I due stati, secondo questi autori, sono largamente sovrapponibili quasi che l’intersoggettività iperstimolata in questi contesti gruppali promuovesse sia una sincronia emozionale che una fusione identitaria con modificazioni anche a lungo termine de Sé individuale, ovvero una ristrutturazione delle gerarchie neurocognitive in adattamento alla communitas/gruppo, ovvero un effetto intrasoggettivo.
I risultati della parte sperimentale (su 819 soggetti con Psilocibina e Ayahuasca) sono stati ottenuti tramite strumenti che misuravano, dopo la somministrazione dello psichedelico, spesso come singola dose:
l’esperienza intersoggettiva e gli effetti acuti degli psichedelici;
gli elementi relazionali del setting come fusione identitaria, self-disclosure, rapporti con gli altri partecipanti, i facilitatori e i modificatori dei tratti di personalità;
gli outcome psicologici a lungo termine, con riguardo ai sintomi depressivi e ansiosi, ritiro sociale o benessere generalizzato e connessione sociale.
In conclusione, l’appartenenza ad una “communitas”, ovvero ad un gruppo con una speciale coesione e senso di umanità condivisa, è predittivo in maniera statisticamente significativa del. benessere psicologico e del senso di connessione sociale dopo uso di psichedelici.
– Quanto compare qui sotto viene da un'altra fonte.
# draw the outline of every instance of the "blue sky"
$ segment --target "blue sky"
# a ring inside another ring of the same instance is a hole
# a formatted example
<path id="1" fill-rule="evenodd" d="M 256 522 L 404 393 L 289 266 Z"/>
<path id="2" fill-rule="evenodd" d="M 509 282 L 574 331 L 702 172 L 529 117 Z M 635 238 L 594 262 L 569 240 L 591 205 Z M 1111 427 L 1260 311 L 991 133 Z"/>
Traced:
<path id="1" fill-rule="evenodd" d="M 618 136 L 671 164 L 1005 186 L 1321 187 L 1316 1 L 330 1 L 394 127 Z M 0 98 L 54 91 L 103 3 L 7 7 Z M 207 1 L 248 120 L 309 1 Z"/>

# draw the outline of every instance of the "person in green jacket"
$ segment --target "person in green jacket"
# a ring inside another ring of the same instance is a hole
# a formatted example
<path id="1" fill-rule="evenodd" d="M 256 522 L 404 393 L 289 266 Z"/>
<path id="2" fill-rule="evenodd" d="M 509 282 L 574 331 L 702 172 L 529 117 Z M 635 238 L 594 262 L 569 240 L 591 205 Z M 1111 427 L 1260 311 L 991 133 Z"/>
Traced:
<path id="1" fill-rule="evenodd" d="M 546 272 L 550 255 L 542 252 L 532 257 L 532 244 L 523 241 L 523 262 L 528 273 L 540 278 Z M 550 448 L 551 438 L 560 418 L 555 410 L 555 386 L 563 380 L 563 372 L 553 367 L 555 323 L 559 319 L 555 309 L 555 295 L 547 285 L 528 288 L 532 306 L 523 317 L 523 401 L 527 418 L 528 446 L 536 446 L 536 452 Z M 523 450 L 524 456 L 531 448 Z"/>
Inoltre, senza l’uso di psichedelici, la partecipazione a fenomeni tipo communitas, come festival di musica o folkloristici, dimostrazioni di protesta, danze di gruppo o attività sportive sociali, oppure eventi traumatici sociali come guerre o catastrofi, ha sì effetti sulla coesione sociale e sul benessere mentale in generale, ma sempre in funzione del grado di condivisione emozionale profonda possibile. Condivisione che col setting adeguato aggiunto all’assunzione anche in singola somministrazione di psichedelici è enormemente facilitata.
Quindi, come scrivono gli autori, questo studio rende esplicite e misurate in modo quantitativo le associazioni tra meccanismi terapeutici molecolari e psicosociali degli psichedelici e rendono visibile il carattere incarnato, situato e (possibilmente) esteso della cognizione, dell’affetto e della salute mentale (pag.13).
Come mia personale riflessione finale, ho trovato molto stimolante uno studio che si interroghi sul rapporto tra psicoterapia individuale e gruppale contemporaneamente e di come l’individuo non possa essere trattato senza considerare la sua appartenenza al suo gruppo di riferimento. Guarire è sempre relativo alla communitas di appartenenza? L’individuo non precede e determina la società e non è, forse, il prodotto dei rapporti sociali stessi?